Back in school I had had grand plans of how my life would play out. I had hoped to get a bank job having worked hard to earn a 2.1. I had hoped to go to work every day spruced up in a skirt or trouser suit. I had imagined myself as a hot corporate chick, but what I got was different. I was married and pregnant at twenty-two, just as I was rounding off my final year project.
When I finally got a hold on my emotions, I wiped my eyes and got out of the car after opening the bonnet. I stood out there in the sun and made a great show of trying to see what was wrong with the engine knowing that a man or two would stop and hope to score. And standing there that afternoon I was ready to sleep with any man who stopped and offered to fill up my tank.

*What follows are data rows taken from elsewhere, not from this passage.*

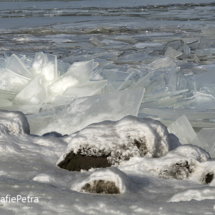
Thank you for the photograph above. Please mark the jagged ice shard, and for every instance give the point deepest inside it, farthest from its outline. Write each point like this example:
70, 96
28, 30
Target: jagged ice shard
87, 110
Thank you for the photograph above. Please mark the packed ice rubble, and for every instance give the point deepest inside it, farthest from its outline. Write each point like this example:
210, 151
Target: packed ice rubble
33, 158
108, 180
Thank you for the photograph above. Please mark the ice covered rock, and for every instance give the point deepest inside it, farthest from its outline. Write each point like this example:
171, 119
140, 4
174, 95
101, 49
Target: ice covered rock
86, 110
107, 181
198, 194
182, 129
185, 162
78, 73
46, 66
14, 122
116, 141
206, 140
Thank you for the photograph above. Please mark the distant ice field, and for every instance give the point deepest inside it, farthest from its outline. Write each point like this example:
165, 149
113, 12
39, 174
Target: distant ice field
130, 82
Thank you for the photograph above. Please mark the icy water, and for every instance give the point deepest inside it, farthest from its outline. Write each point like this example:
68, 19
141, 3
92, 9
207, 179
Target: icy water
65, 27
146, 58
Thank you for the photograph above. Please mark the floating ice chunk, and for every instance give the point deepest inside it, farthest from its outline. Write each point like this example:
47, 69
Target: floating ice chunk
206, 140
7, 94
116, 78
108, 181
16, 65
112, 42
198, 194
172, 53
90, 88
95, 41
14, 122
87, 110
144, 45
204, 101
62, 67
26, 109
134, 57
46, 65
162, 63
11, 81
185, 48
78, 73
125, 39
2, 63
205, 43
5, 102
182, 129
119, 140
208, 32
33, 93
62, 100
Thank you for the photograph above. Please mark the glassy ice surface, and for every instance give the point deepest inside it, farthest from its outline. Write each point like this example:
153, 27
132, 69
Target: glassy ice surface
93, 57
182, 129
33, 93
206, 140
46, 66
87, 110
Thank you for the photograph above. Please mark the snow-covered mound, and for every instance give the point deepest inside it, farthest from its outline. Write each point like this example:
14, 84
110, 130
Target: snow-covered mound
185, 162
120, 140
14, 122
194, 194
108, 180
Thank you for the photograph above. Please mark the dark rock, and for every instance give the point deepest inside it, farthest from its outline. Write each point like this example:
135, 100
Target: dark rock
101, 186
76, 162
180, 170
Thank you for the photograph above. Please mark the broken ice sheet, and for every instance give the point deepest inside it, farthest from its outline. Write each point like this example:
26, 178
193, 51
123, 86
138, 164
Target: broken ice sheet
11, 81
87, 110
162, 63
182, 129
5, 102
2, 63
206, 140
172, 53
32, 89
16, 65
95, 41
78, 73
144, 45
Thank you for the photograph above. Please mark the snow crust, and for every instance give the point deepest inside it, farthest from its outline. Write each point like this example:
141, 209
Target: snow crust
28, 168
14, 122
121, 139
194, 194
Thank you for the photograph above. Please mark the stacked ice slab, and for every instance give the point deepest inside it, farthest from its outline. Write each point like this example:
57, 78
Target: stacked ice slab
42, 83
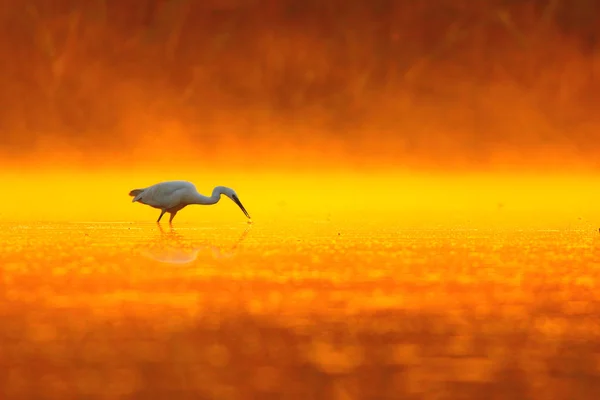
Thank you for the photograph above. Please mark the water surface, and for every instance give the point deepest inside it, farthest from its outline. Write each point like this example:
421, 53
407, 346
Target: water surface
297, 311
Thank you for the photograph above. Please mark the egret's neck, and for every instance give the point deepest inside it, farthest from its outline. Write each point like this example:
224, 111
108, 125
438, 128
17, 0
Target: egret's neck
201, 199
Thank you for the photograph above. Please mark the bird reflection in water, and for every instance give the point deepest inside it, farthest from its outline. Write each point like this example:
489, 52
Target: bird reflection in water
172, 248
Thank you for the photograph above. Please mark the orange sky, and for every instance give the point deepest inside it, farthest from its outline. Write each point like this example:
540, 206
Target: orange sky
452, 115
242, 83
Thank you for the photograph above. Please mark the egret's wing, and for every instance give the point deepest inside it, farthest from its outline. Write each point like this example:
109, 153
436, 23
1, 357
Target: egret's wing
162, 195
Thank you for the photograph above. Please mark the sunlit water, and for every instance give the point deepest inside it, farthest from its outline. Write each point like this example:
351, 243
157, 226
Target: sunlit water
312, 310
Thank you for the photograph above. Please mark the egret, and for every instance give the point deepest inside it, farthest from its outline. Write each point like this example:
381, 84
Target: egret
172, 196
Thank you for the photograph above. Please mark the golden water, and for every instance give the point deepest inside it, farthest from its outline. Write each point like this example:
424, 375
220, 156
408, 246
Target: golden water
316, 309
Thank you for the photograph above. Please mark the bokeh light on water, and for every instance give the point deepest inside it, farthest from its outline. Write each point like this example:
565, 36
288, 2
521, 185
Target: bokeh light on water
322, 310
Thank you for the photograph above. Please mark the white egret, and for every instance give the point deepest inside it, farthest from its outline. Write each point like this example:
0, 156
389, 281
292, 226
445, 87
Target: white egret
172, 196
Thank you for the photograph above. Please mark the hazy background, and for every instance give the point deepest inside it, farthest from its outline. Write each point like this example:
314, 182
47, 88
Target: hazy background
299, 83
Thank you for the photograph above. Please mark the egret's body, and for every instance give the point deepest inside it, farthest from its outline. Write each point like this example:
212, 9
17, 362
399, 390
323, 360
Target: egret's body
172, 196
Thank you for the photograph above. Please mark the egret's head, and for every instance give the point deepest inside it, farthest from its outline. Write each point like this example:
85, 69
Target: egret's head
233, 196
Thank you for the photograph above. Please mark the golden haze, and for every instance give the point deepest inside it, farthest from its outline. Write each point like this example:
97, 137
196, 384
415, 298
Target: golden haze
399, 198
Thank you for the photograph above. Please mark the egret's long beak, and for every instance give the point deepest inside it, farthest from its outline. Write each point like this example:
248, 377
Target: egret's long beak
239, 203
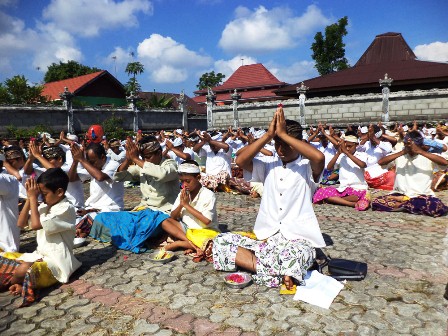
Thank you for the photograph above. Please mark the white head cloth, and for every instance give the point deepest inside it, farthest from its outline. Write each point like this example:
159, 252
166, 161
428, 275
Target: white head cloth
259, 134
188, 168
378, 134
177, 142
350, 138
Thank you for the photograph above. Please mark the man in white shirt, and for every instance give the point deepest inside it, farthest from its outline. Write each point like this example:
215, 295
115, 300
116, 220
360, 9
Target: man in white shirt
218, 164
9, 197
286, 226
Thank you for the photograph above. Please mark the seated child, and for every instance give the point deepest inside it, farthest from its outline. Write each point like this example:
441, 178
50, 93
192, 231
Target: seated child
53, 261
194, 212
353, 187
414, 172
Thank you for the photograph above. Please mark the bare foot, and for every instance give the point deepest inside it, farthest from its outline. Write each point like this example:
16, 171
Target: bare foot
15, 289
288, 281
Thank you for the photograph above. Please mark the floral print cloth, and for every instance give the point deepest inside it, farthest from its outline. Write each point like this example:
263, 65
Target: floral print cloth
274, 257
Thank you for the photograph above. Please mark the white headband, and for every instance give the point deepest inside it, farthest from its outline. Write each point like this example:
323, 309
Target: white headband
188, 168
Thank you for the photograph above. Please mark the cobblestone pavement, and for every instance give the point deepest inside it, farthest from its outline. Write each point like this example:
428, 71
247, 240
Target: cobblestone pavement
120, 293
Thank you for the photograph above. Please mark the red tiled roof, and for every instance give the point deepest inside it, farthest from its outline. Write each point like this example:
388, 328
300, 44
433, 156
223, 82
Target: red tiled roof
267, 94
191, 104
53, 89
388, 53
247, 76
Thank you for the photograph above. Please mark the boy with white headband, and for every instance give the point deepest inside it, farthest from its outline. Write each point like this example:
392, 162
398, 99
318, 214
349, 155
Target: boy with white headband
353, 189
194, 211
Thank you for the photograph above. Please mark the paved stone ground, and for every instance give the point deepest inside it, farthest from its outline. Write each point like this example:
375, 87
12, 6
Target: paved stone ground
120, 293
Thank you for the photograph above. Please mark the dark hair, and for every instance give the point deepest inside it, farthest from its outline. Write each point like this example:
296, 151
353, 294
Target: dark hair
294, 129
16, 149
97, 148
190, 162
53, 179
376, 128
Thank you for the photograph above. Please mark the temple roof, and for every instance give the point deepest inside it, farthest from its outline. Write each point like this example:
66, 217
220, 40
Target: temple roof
253, 82
388, 53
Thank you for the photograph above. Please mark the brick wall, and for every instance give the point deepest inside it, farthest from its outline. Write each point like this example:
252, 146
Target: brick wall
56, 118
404, 106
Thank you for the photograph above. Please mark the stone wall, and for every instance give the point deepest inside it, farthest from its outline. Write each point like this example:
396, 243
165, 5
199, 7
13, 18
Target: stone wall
56, 118
404, 106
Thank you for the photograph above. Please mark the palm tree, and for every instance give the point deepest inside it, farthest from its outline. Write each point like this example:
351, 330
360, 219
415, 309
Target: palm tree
134, 69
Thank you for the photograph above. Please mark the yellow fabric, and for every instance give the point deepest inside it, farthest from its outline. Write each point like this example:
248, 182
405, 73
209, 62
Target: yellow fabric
200, 237
44, 277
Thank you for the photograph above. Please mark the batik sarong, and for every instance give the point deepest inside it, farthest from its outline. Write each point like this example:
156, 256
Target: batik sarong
327, 173
212, 181
363, 196
274, 257
420, 205
384, 181
37, 277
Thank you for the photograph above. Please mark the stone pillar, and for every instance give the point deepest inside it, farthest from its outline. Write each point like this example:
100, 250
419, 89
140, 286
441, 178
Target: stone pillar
302, 98
67, 96
210, 102
182, 100
132, 99
385, 83
235, 97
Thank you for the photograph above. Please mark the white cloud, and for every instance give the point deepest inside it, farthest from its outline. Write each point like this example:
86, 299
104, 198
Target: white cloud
228, 67
264, 30
294, 73
89, 17
168, 74
167, 60
436, 51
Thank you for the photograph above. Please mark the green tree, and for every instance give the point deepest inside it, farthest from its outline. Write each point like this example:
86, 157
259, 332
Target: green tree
329, 51
158, 101
70, 69
210, 79
16, 90
134, 69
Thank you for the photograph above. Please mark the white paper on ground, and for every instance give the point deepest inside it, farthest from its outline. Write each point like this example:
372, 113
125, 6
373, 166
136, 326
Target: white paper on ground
320, 290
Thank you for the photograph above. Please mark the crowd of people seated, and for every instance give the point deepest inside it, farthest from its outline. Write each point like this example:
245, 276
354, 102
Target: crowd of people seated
179, 172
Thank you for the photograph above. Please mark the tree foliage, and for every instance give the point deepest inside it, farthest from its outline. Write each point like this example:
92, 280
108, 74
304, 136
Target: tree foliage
134, 69
16, 90
210, 79
70, 69
329, 51
160, 101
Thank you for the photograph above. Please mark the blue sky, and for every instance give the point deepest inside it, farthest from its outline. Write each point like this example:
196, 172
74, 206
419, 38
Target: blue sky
178, 40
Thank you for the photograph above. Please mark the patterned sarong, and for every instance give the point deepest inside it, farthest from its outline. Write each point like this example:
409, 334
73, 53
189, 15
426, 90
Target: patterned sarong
384, 181
363, 196
212, 181
420, 205
275, 257
7, 269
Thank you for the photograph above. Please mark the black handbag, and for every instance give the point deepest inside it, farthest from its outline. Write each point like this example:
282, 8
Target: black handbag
343, 269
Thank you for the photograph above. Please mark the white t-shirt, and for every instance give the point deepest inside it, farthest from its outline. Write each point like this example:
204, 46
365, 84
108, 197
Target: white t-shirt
374, 154
55, 240
75, 191
350, 174
217, 162
286, 205
178, 159
328, 151
9, 197
105, 195
205, 203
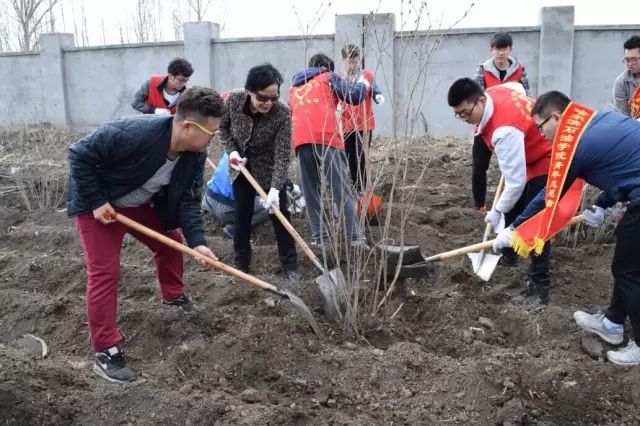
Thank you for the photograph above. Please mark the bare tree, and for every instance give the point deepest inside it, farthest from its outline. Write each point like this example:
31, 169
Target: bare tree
29, 15
198, 8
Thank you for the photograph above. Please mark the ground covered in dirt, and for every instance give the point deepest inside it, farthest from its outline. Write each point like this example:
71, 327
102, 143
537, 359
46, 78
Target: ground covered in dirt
456, 351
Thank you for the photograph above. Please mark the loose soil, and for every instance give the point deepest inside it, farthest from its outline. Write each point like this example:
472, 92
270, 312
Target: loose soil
456, 352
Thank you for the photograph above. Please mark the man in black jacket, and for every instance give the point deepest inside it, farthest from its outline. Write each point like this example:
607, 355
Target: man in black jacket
149, 169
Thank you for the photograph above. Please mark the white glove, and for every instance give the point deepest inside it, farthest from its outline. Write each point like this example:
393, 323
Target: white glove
493, 217
364, 81
273, 199
235, 161
595, 218
503, 239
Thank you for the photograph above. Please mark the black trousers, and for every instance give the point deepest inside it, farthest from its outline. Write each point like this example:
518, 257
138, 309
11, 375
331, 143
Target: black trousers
355, 158
244, 196
481, 156
625, 300
538, 272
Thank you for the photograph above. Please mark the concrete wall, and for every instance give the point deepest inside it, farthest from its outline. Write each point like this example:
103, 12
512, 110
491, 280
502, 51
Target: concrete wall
66, 85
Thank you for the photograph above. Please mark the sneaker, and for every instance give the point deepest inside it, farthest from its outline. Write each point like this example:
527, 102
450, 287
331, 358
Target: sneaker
593, 324
183, 302
294, 276
629, 355
228, 231
110, 365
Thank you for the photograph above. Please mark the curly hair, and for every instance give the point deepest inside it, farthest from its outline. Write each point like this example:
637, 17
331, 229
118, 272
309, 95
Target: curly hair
199, 103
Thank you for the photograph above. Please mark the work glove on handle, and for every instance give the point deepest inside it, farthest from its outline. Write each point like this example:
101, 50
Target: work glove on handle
235, 161
493, 217
273, 199
503, 239
594, 218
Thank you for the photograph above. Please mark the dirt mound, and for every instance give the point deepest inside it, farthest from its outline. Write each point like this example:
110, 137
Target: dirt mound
456, 352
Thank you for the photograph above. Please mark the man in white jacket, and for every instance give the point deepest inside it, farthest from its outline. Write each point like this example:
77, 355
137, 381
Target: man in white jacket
502, 116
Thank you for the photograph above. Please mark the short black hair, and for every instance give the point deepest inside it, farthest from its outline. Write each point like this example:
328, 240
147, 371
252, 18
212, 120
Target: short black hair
262, 76
553, 101
199, 103
320, 60
350, 51
464, 89
632, 42
180, 66
501, 40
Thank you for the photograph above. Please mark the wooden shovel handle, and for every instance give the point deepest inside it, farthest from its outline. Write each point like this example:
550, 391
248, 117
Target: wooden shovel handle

Standing in front of the raised bonnet I kept looking at the passing cars out of the corners of my eyes. There were area boys parading around and waiting for me to wave at them to come over and help me push the car, but I ignored them alarmed already by the scandal that was sure to erupt if I got home and I told them I did not have money to “settle” them.
Finally realizing that no man would stop if they were not sure of how nice the woman they were stopping for looked, I stood beside the car and waved at the cars to stop. At first no one stopped and I could tell why; it was afternoon and people could see. If it had been at night, cars would have lined up with men struggling to help me. But I was not deterred. I kept at it until a Mercedes Benz C class pulled to a stop and I hate to admit it now, I was thankful that at least someone who looked rich, who would surely put some money in my hand had stopped and believe me I was ready to sleep with him that hot afternoon anywhere he wanted if that was what he demanded.
I turned to look and was relieved when the door opened and a tall handsome dude stepped out and began to walk towards my car. I was thanking God for not sending me some one short and ugly and fat slob when a 505 screeched to a halt before my car. As the door of the old 505 opened I actually found myself wondering why the fool was coming to spoil my show.
Then I saw the smiling face and wide-open arms and I screamed and ran straight into his embrace leaving the man from the Benz confused and undecided as to what to do.
“Chidi!” I screamed over and over again as hot tears of joy cascaded down my face.
“Ama,” he said and when I looked up at his face his eyes were swimming in tears too.
God had sent me a gift that was both a blessing and a curse.